Here are some contemporary poets whose faith informs their work.
Wendell Berry (1934- ): American poet, novelist, essayist, and farmer.
Beverly Key, visual artist: I love Wendell Berry. He is from Kentucky, lives on a farm and taught for many years at the University of Kentucky. His work is tied to the land and ecology and our responsibility to it as Christians and humans. Two particular favorites begin - “When despair for the world grows in me” and “I think of Gloucester blind, led through the world.”
I respect Berry’s balanced view of what is God’s responsibility and what is our responsibility. Berry seems to be the kind of man who lives his beliefs, has a deep reverence for life and a keen sense of justice. Whenever I read him I take hope.

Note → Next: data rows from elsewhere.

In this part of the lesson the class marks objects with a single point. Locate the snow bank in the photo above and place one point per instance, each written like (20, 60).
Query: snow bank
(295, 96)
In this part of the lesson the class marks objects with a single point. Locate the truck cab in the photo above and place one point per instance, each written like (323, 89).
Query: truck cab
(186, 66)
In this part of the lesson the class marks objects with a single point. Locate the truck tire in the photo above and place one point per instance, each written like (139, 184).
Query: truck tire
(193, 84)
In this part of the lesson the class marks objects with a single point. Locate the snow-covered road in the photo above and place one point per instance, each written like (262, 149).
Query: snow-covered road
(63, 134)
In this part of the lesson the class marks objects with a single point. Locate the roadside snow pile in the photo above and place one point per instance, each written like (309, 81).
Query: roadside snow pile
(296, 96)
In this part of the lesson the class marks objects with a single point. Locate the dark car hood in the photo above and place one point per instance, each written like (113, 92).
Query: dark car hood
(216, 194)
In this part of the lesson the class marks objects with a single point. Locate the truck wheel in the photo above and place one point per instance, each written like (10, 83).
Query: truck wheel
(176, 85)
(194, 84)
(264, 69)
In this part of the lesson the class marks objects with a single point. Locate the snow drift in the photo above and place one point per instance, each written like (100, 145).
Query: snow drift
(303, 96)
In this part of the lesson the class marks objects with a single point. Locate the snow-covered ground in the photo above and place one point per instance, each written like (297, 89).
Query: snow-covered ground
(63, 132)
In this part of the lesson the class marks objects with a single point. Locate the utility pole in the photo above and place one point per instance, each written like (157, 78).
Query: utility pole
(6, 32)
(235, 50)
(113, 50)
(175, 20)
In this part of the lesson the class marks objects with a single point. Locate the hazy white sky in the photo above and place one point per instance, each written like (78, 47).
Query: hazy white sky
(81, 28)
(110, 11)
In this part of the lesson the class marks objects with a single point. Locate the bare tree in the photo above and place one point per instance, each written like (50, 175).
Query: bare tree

Jane Kenyon (1947-1995): American poet and translator.
Phil Bauman, senior pastor: Jane Kenyon wandered away from Christianity. While at college at the University of Michigan, she married her professor, Donald Hall (who is the past Poet Laureate of the U.S.). They moved back to New Hampshire and started attending a little country church and over time she regained her faith. She wrote one of my favorite poems called “Let Evening Come.” I like its confidence and gentleness, both rooted in the lovingkindness and faithfulness of God. I find it almost musical and read it like a psalm, or as a litany.
Other contemporary poets recommended by our readers include Scott Cairns, Robert Seigel, Luci Shaw, and Jeanne Murray Walker.
This week, I'm going to visit two good friends. I'll post again on Friday instead of Thursday.
1 comment:
Do you know where C.S. Lewis was born? I'll have to look that up. I just found out where in Ireland my ancestors are from and I am curious.
I enjoyed this walk through the great poetry. It's been a long time since I sat and thought about poets and poetry.
Two of my four sons write "poetry" that just takes my breath sometimes! It's interesting how a turn of phrase can move your brain into realms you hadn't imagined before.